2026.01.12 【家電流通総合特集】ヤマダホールディングス、山田昇代表取締役会長兼CEO 26年は「攻めの経営」へ、体制整い「くらしまるごと」戦略を本格化
山田会長兼CEO
昨年は、大型新業態店「ライフセレクト」を軸にした出店がようやく軌道に乗ってきた。年間10店のペースで出店できる体制が整い、「攻めの経営」ができるようになった。
2030年3月期で売上高2.2兆円の達成を目指す中期経営計画を進めているが、かつてはデンキセグメントだけでその規模の売り上げがあった。それが今では、デンキセグメントだけで見ると1.3兆円の規模になっている。当社が「くらしまるごと」戦略を実行できる体制を構築するために、構造改革に取り組んだ約13年間だった。26年度からは積極的に攻めに転ずる年にしていきたい。
大型家電が充実したSPA
中計の肝になってくるのは、店舗開発とEC(電子商取引)、PB・SPA(自社オリジナルブランド)だ。特にSPAは、エアコン、洗濯機、冷蔵庫、テレビという家電の主力商品が充実してきた。ブランドにこだわらない消費者が増えており、機能を絞って購入しやすい価格に設定していて、粗利率も高い。全国に店舗を展開している当社が手がけるからこそ、消費者からの信頼も得て購入につながっている。
店舗開発の中心であるライフセレクト出店は、当社にとって、さまざまな業務の効率を高める効果がある。物流拠点としての役割をも果たしており、出店することによってECからの注文に対し、各地で効率的に対応できるようになる。
それだけの規模の店舗を出店するのは簡単ではない。同一商圏内にあるヤマダ店舗にとっては自社競合する面もあるが、ライフセレクトの出店を受けて、近隣の小型な衛星店などと統廃合した方がよいと判断した場合に、最適な人員配置を行うきっかけにもなり、商圏内でより効率的な運営が可能になる。
業界に大きな変化も
26年は、景気や経済の動向に左右されるだろうが、マイナス要因になるようなものはないと思っている。省エネ基準が27年4月に引き上げられるエアコンや、製造・輸出入が27年末で禁止される蛍光灯の「2027年問題」の影響はあるだろうが、マイナスにはならないはずだ。

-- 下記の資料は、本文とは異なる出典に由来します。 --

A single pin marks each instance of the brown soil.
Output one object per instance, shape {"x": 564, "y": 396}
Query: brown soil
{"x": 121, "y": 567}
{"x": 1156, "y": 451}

当社としては、中計で掲げた目標の達成に向けて「くらしまるごと」戦略を加速するのみだ。体制は整っているため、刈り取りに向けて実行していくことが重要になる。
今後、3~5年の間には、量販店を取り巻く環境にも大きな変化が起きるのではないか。社会環境や市場も変化してきており、これまでと同じような取り組みだけをやっていては、勝ち残れなくなってきていると感じる。

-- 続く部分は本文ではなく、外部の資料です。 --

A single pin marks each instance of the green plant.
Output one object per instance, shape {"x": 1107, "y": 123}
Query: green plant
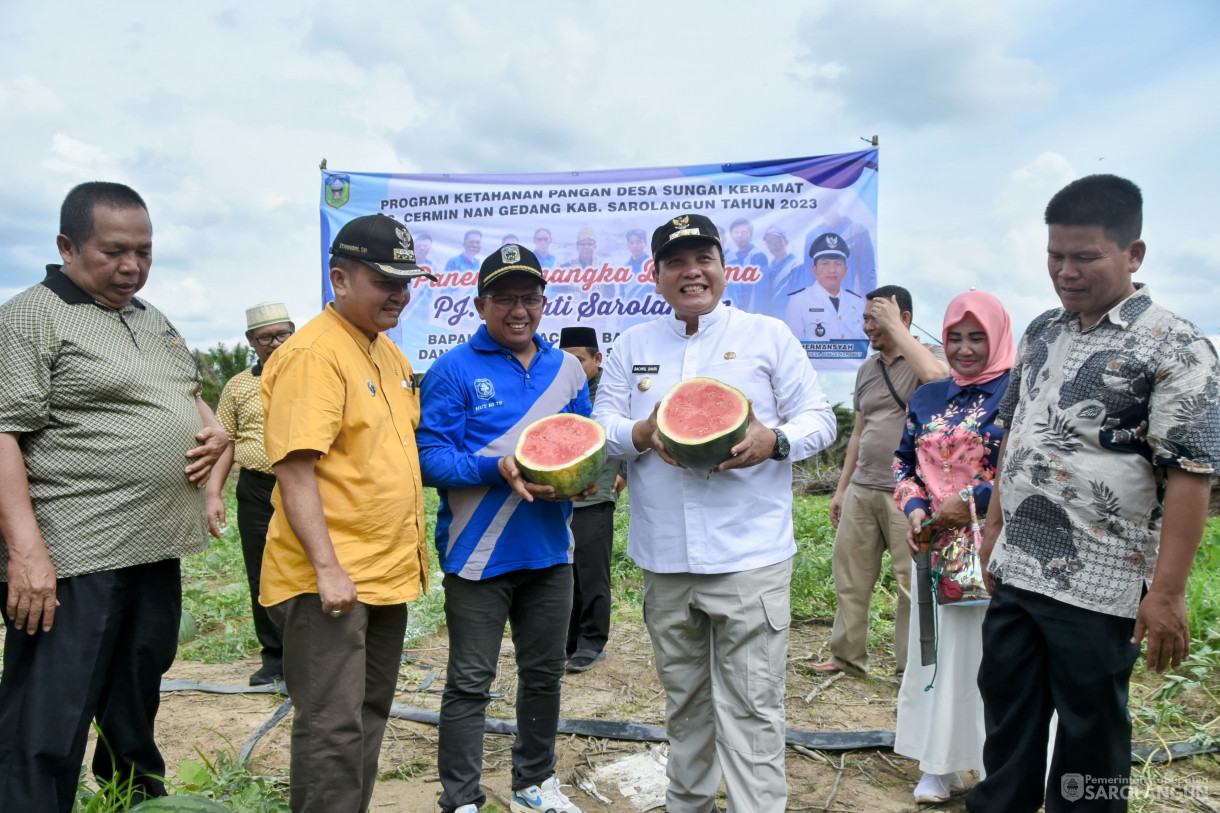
{"x": 115, "y": 796}
{"x": 220, "y": 364}
{"x": 225, "y": 779}
{"x": 410, "y": 769}
{"x": 216, "y": 597}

人口減少などもあって日本の家電市場は縮小傾向にある。家電だけでの商売では成り立たないと考え、「くらしまるごと」戦略へとかじを切った。変化に対応できるよう構造改革を進めるのに10年以上の時間がかかったが、先頭に立って今の体制をつくり上げた。26年度は攻めが結実する年になると期待している。